Copenhagen — Dynamic IVF index with quantum-inspired updates and adaptive cluster rebalancing
Project description
Copenhagen
A fully dynamic approximate nearest neighbor (ANN) index built on Inverted File Index (IVF). Handles continuous inserts and deletes without ever rebuilding.

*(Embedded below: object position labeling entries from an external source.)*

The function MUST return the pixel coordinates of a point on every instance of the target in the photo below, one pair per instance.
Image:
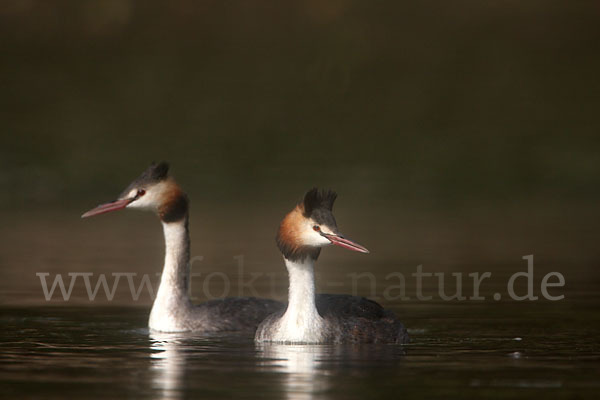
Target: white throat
(301, 321)
(172, 305)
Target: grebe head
(154, 191)
(311, 226)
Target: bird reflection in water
(167, 363)
(300, 363)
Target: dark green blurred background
(456, 132)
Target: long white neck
(301, 321)
(172, 304)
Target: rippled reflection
(167, 364)
(301, 365)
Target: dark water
(457, 351)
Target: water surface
(456, 351)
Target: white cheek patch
(310, 237)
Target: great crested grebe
(173, 310)
(324, 318)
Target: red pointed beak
(345, 243)
(108, 207)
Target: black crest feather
(316, 199)
(155, 173)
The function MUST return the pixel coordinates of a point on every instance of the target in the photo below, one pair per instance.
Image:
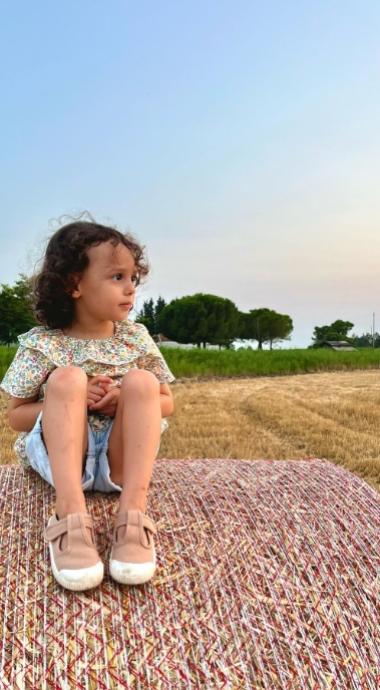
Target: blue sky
(239, 141)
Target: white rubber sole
(132, 573)
(79, 579)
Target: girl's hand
(108, 403)
(97, 387)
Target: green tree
(265, 326)
(16, 312)
(338, 330)
(146, 316)
(149, 315)
(200, 319)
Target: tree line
(199, 319)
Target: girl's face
(106, 289)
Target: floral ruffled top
(41, 350)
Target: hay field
(328, 415)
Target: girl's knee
(140, 381)
(67, 377)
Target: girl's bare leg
(135, 437)
(64, 427)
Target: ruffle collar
(130, 341)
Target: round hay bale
(268, 577)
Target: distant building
(163, 341)
(338, 345)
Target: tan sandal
(133, 556)
(74, 559)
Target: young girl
(89, 391)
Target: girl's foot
(133, 556)
(74, 559)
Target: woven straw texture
(268, 578)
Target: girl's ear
(72, 288)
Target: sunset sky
(239, 141)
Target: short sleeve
(153, 360)
(28, 371)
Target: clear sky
(239, 141)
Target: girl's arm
(23, 412)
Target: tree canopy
(150, 313)
(265, 326)
(338, 330)
(16, 313)
(200, 319)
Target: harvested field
(268, 579)
(328, 415)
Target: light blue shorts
(96, 475)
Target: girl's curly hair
(65, 258)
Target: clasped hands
(102, 395)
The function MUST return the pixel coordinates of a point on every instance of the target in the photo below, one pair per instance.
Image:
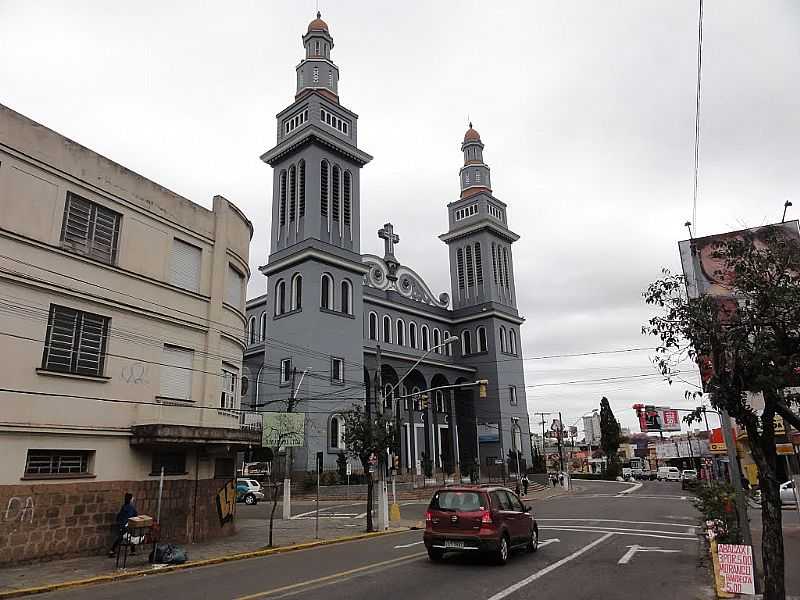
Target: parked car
(490, 520)
(787, 492)
(248, 491)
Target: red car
(487, 519)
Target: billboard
(657, 418)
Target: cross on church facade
(389, 237)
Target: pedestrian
(127, 511)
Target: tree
(609, 437)
(746, 342)
(366, 437)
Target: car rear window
(458, 501)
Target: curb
(192, 564)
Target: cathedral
(335, 324)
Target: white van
(668, 474)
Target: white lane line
(622, 521)
(653, 535)
(409, 545)
(531, 578)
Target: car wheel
(435, 554)
(503, 550)
(533, 543)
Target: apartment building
(121, 336)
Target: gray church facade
(332, 315)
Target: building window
(251, 330)
(297, 292)
(323, 188)
(286, 370)
(57, 462)
(466, 343)
(387, 329)
(347, 297)
(326, 292)
(173, 462)
(280, 297)
(229, 392)
(373, 326)
(478, 264)
(282, 203)
(481, 338)
(337, 370)
(90, 229)
(75, 341)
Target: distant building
(121, 332)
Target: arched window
(373, 326)
(280, 297)
(387, 329)
(336, 434)
(292, 193)
(481, 338)
(282, 203)
(466, 343)
(301, 188)
(326, 291)
(297, 292)
(346, 186)
(251, 330)
(347, 297)
(324, 167)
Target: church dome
(318, 24)
(472, 135)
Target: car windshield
(458, 501)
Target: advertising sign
(736, 568)
(657, 418)
(282, 430)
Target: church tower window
(346, 186)
(478, 263)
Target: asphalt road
(598, 543)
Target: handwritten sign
(736, 568)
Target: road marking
(636, 548)
(331, 578)
(531, 578)
(411, 544)
(623, 521)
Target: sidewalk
(252, 534)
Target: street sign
(736, 568)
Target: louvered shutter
(176, 373)
(185, 263)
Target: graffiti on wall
(20, 510)
(226, 499)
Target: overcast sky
(586, 109)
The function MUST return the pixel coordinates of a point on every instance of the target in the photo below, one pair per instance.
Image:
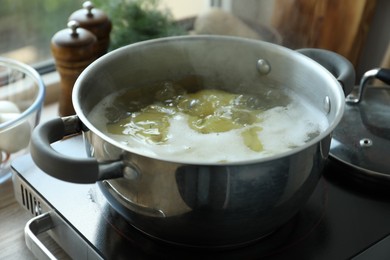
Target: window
(357, 29)
(26, 27)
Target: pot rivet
(263, 66)
(365, 142)
(130, 173)
(327, 104)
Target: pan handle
(341, 68)
(68, 168)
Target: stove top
(343, 219)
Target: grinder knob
(95, 21)
(73, 49)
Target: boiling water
(279, 129)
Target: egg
(15, 137)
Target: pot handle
(63, 167)
(341, 68)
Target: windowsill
(52, 83)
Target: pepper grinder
(95, 21)
(74, 49)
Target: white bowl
(22, 93)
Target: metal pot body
(198, 204)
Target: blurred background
(356, 29)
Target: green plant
(137, 20)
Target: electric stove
(345, 218)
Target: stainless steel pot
(199, 204)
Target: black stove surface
(342, 219)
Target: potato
(251, 138)
(212, 124)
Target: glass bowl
(22, 93)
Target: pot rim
(336, 87)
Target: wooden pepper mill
(95, 21)
(74, 49)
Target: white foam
(282, 129)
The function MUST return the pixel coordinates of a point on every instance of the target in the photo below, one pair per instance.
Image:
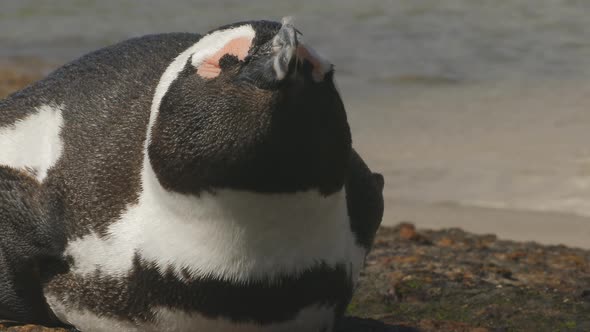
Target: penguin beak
(284, 47)
(287, 58)
(291, 54)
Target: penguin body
(192, 182)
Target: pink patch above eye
(239, 47)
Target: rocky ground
(448, 280)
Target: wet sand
(409, 162)
(519, 225)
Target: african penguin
(179, 182)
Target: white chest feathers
(229, 235)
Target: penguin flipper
(364, 198)
(26, 240)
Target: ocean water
(473, 102)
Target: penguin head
(249, 107)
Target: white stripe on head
(204, 48)
(34, 142)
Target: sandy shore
(519, 225)
(542, 227)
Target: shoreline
(543, 227)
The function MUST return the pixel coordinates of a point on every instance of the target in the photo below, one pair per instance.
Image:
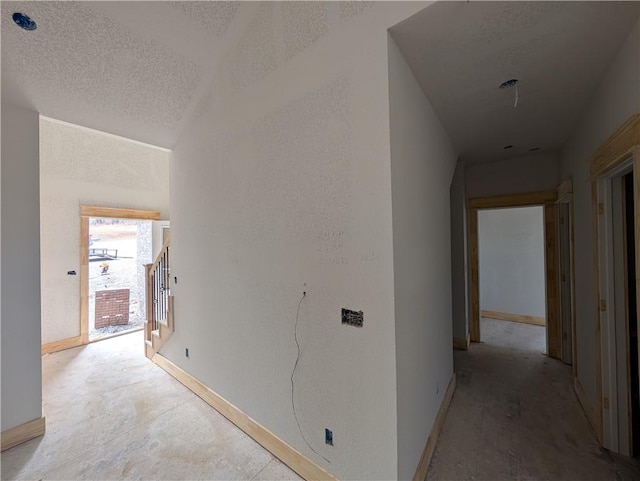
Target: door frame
(86, 212)
(546, 199)
(619, 151)
(565, 196)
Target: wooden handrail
(157, 290)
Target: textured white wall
(511, 255)
(529, 173)
(84, 167)
(459, 283)
(422, 165)
(281, 184)
(21, 357)
(617, 98)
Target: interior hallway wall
(511, 261)
(616, 99)
(78, 167)
(423, 160)
(281, 184)
(459, 262)
(20, 279)
(534, 172)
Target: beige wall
(21, 358)
(616, 99)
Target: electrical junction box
(352, 318)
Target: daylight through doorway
(118, 250)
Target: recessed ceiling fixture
(24, 21)
(507, 84)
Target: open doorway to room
(118, 251)
(617, 243)
(115, 245)
(512, 277)
(547, 202)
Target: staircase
(159, 305)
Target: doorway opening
(512, 277)
(547, 201)
(631, 311)
(617, 224)
(118, 250)
(93, 245)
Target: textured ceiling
(129, 68)
(460, 52)
(141, 69)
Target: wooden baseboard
(505, 316)
(425, 459)
(61, 345)
(588, 408)
(462, 344)
(22, 433)
(299, 463)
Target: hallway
(112, 414)
(514, 415)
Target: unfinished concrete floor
(514, 415)
(112, 414)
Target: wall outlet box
(352, 318)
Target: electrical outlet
(352, 318)
(328, 437)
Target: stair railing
(158, 290)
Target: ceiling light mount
(507, 84)
(24, 21)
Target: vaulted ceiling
(460, 52)
(130, 68)
(138, 69)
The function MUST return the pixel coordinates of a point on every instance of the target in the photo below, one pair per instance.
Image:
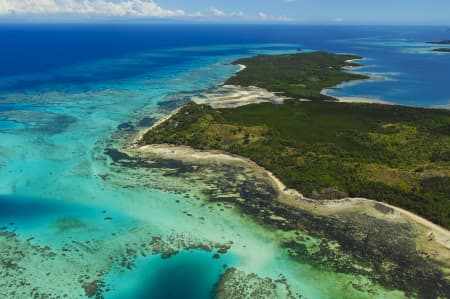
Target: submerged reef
(235, 284)
(367, 242)
(78, 269)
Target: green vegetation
(396, 154)
(444, 50)
(298, 75)
(442, 42)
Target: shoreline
(429, 231)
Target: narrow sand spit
(429, 231)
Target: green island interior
(323, 148)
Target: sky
(432, 12)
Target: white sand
(440, 235)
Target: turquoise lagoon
(77, 218)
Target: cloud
(219, 13)
(131, 8)
(266, 17)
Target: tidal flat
(103, 222)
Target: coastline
(428, 230)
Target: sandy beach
(429, 231)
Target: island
(443, 50)
(324, 157)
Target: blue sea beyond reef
(66, 92)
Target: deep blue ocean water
(34, 55)
(65, 89)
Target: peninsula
(322, 148)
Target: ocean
(68, 93)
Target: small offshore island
(330, 150)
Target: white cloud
(219, 13)
(132, 8)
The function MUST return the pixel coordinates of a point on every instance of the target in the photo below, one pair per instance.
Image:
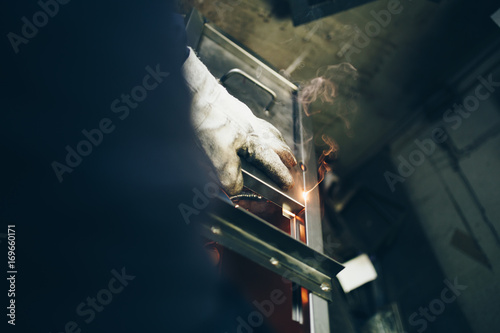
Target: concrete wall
(455, 193)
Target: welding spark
(324, 167)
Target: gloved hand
(226, 128)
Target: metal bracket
(270, 247)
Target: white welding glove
(226, 128)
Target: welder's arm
(226, 128)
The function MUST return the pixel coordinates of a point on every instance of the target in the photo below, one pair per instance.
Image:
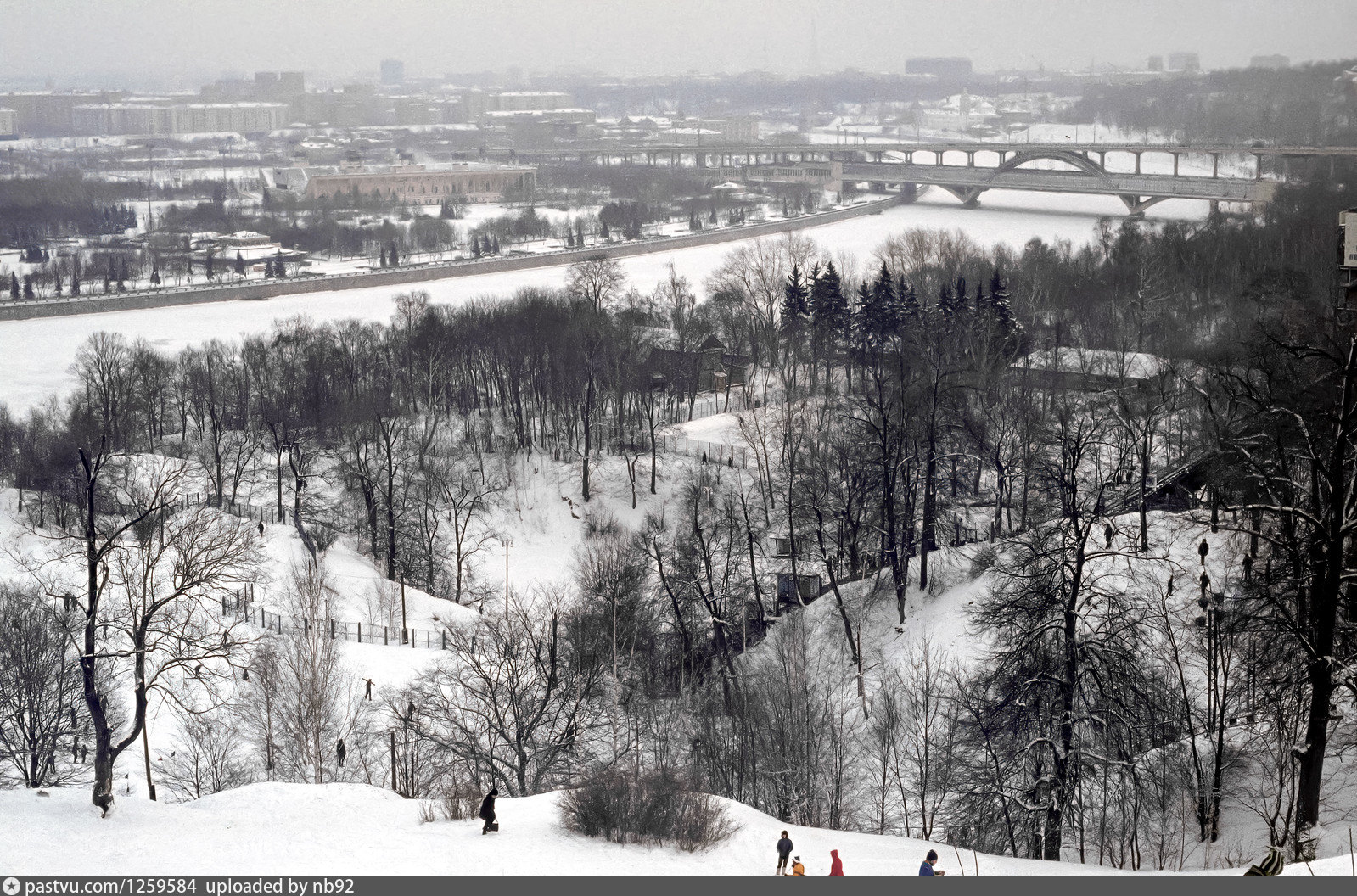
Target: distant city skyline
(154, 44)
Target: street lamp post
(507, 545)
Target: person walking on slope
(487, 811)
(783, 852)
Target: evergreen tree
(828, 307)
(998, 307)
(794, 305)
(946, 307)
(910, 309)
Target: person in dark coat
(783, 854)
(487, 809)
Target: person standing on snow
(783, 852)
(487, 809)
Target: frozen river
(36, 356)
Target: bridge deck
(1113, 183)
(596, 149)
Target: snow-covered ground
(341, 830)
(36, 355)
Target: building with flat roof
(1276, 60)
(1184, 63)
(939, 65)
(524, 101)
(392, 72)
(410, 183)
(52, 113)
(156, 119)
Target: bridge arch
(1069, 156)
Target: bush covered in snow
(657, 807)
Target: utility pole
(151, 171)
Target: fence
(242, 606)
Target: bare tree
(507, 701)
(596, 280)
(40, 689)
(151, 577)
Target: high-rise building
(939, 65)
(1184, 63)
(392, 72)
(1269, 61)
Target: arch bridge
(967, 170)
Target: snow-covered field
(36, 355)
(360, 830)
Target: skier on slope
(487, 809)
(783, 852)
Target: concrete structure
(1269, 61)
(939, 65)
(47, 113)
(821, 176)
(1184, 63)
(178, 119)
(1136, 190)
(392, 72)
(524, 101)
(1085, 173)
(412, 183)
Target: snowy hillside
(358, 830)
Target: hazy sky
(132, 42)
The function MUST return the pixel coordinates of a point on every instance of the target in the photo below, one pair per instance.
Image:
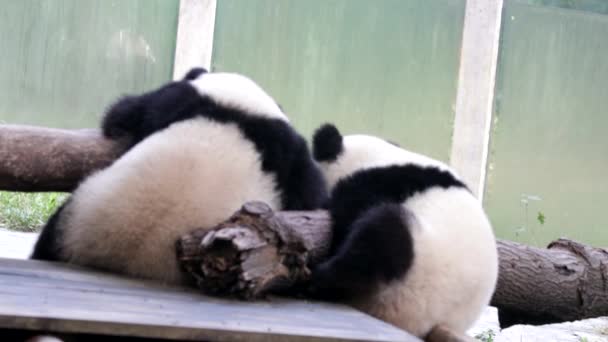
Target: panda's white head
(340, 156)
(218, 96)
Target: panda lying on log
(198, 149)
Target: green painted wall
(549, 131)
(63, 61)
(387, 67)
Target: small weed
(28, 211)
(486, 336)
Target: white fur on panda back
(238, 92)
(454, 270)
(193, 174)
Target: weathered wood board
(51, 296)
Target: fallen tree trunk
(568, 281)
(257, 251)
(47, 159)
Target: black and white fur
(199, 149)
(411, 246)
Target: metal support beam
(195, 28)
(475, 97)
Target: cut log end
(251, 254)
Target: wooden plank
(479, 55)
(194, 43)
(51, 296)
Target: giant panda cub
(199, 148)
(411, 245)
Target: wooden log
(567, 281)
(47, 159)
(258, 251)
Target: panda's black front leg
(377, 248)
(48, 245)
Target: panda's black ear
(327, 143)
(123, 118)
(194, 73)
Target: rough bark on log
(47, 159)
(255, 251)
(567, 281)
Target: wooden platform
(49, 296)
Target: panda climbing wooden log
(257, 252)
(45, 159)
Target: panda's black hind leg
(377, 248)
(48, 245)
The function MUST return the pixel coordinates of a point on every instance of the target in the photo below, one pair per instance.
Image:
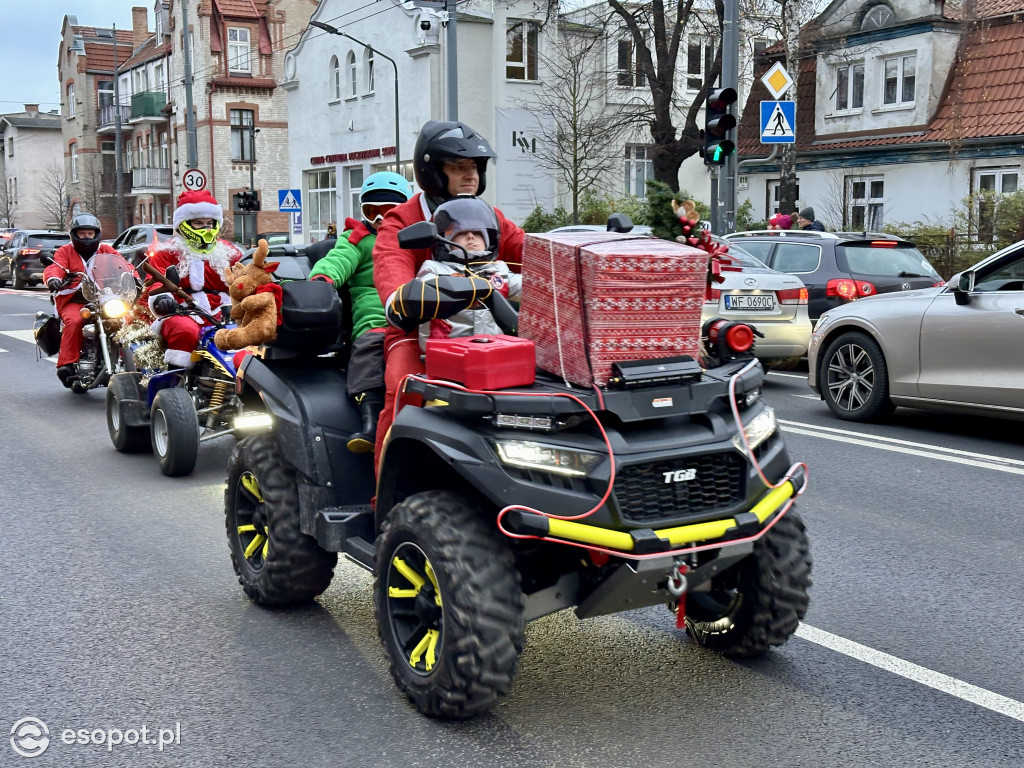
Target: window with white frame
(991, 185)
(699, 56)
(336, 77)
(520, 50)
(899, 80)
(639, 168)
(628, 68)
(864, 201)
(238, 49)
(849, 87)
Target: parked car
(839, 267)
(954, 347)
(26, 248)
(135, 242)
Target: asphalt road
(119, 609)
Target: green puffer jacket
(350, 261)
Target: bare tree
(54, 200)
(6, 203)
(571, 107)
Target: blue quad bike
(689, 522)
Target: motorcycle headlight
(115, 308)
(757, 430)
(555, 459)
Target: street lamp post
(336, 31)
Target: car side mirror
(964, 287)
(620, 222)
(420, 235)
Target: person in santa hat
(200, 257)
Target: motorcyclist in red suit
(451, 159)
(200, 258)
(74, 257)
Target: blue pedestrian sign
(290, 201)
(778, 122)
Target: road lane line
(898, 441)
(980, 696)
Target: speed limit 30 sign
(194, 179)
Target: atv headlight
(115, 308)
(555, 459)
(758, 429)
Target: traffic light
(718, 125)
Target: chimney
(139, 26)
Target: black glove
(163, 304)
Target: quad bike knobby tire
(450, 606)
(174, 431)
(275, 562)
(760, 602)
(126, 439)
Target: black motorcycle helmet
(439, 140)
(85, 246)
(465, 214)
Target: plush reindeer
(255, 303)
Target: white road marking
(980, 696)
(985, 461)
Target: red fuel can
(482, 361)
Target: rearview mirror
(620, 222)
(420, 235)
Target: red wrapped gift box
(482, 361)
(591, 299)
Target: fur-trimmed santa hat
(197, 205)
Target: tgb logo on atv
(680, 475)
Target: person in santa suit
(200, 258)
(77, 256)
(450, 160)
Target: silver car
(957, 347)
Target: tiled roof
(985, 97)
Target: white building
(345, 97)
(31, 168)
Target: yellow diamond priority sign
(777, 80)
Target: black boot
(370, 404)
(67, 375)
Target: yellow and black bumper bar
(646, 541)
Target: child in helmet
(350, 262)
(473, 233)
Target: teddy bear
(255, 303)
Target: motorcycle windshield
(111, 278)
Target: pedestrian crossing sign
(778, 122)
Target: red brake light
(793, 296)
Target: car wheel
(854, 378)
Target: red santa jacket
(393, 266)
(71, 261)
(202, 275)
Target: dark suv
(25, 249)
(838, 267)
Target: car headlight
(757, 430)
(555, 459)
(115, 308)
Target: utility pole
(189, 114)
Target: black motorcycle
(108, 290)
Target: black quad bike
(691, 510)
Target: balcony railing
(151, 178)
(147, 104)
(108, 116)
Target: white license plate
(757, 303)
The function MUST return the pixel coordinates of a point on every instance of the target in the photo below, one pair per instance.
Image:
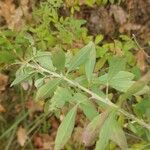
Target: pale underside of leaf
(81, 57)
(65, 129)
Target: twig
(94, 95)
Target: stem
(95, 96)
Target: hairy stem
(95, 96)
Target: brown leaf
(140, 60)
(21, 136)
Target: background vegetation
(74, 74)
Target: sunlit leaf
(21, 77)
(99, 38)
(58, 58)
(90, 64)
(116, 64)
(61, 96)
(86, 105)
(105, 132)
(65, 129)
(118, 136)
(81, 57)
(44, 59)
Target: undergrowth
(74, 71)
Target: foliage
(80, 73)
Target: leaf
(21, 78)
(6, 57)
(61, 96)
(99, 38)
(142, 108)
(90, 64)
(122, 81)
(140, 56)
(47, 89)
(44, 59)
(81, 57)
(58, 58)
(116, 64)
(137, 86)
(91, 132)
(99, 64)
(21, 136)
(86, 105)
(105, 132)
(65, 129)
(118, 136)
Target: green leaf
(58, 58)
(90, 64)
(65, 129)
(6, 57)
(99, 38)
(118, 136)
(122, 81)
(44, 59)
(47, 89)
(91, 132)
(21, 77)
(116, 64)
(81, 57)
(61, 96)
(138, 86)
(142, 108)
(86, 105)
(105, 132)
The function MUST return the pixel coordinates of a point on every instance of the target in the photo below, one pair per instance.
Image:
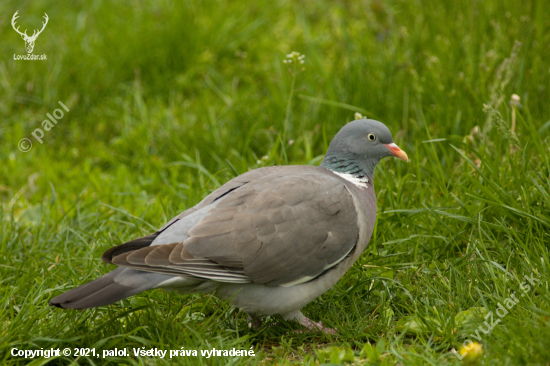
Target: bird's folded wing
(281, 229)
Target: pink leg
(309, 324)
(317, 327)
(254, 322)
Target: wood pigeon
(270, 240)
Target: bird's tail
(116, 285)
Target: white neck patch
(359, 182)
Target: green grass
(169, 100)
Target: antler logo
(29, 41)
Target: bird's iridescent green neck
(347, 165)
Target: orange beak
(396, 151)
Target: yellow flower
(471, 352)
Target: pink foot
(312, 326)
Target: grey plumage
(270, 240)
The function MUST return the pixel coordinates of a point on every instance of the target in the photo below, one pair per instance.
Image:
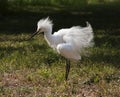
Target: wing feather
(80, 37)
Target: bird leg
(67, 68)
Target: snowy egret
(69, 42)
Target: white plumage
(69, 42)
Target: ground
(29, 68)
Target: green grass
(31, 68)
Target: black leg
(67, 68)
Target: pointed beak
(35, 33)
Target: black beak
(33, 35)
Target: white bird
(69, 42)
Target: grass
(32, 69)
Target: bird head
(43, 25)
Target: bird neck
(48, 36)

Standard ANN indexes (FAISS IVF, HNSW) assume a static or slowly-changing dataset. When data drifts — new product SKUs, freshly-published articles, continuous message embeddings — their centroids no longer represent the full data manifold, clusters grow massively imbalanced, and recall collapses for new-data queries. Copenhagen solves this with three mechanisms that compose:
- O(1) amortized insert — per-vector cost is constant in n (fixed clusters k, dimension d); stays flat from 5k to 100k+ vectors on real data while HNSW insert cost grows 30× over the same range
- O(1) tombstone delete with lazy compaction at search time
- Soft multi-cluster assignment (
soft_k) for recall near Voronoi boundaries - Adaptive cluster splitting — adds new centroids only where drift has overloaded an existing cell, no offline rebuild
The design draws on the logarithmic-method bucket structure and tombstone correctness argument from arXiv:2604.00271 ("Engineering Fully Dynamic Convex Hulls", IT University of Copenhagen).
When to use Copenhagen
Use Copenhagen when insert throughput and live deletes matter more than explaining why the distribution shifted.
| Scenario | Why Copenhagen |
|---|---|
| E-commerce catalog — 10k new SKUs/hour | 0.4 µs/vector insert, never goes offline; adaptive splits recover recall after catalog expansions |
| News / real-time content index | O(1) tombstone delete (0.3 µs/delete, zero leaked results); FAISS IVF has no native delete primitive |
| Chat / document embedding cache | soft_k=2 keeps recall high at Voronoi boundaries; storage overhead is exactly 2× standard IVF |
| Streaming with gradual drift | Recall stays stable as new-distribution vectors arrive in batches; FAISS degrades monotonically |
When NOT to use Copenhagen — if you need to detect where or in what direction the distribution drifted. Copenhagen only tells you a cluster grew too large and splits it. For directional drift signals, use AMPI, which tracks per-cluster subspace drift via Oja sketches.
Quick start
Build from source
cd src && bash build.sh
Requires C++17 and Apple Accelerate (macOS) or OpenBLAS (Linux). Deposits copenhagen.so into python/core/.
Basic usage
import numpy as np
from python.core import CopenhagenIndex
idx = CopenhagenIndex(dim=128, n_clusters=32, nprobe=4, soft_k=2)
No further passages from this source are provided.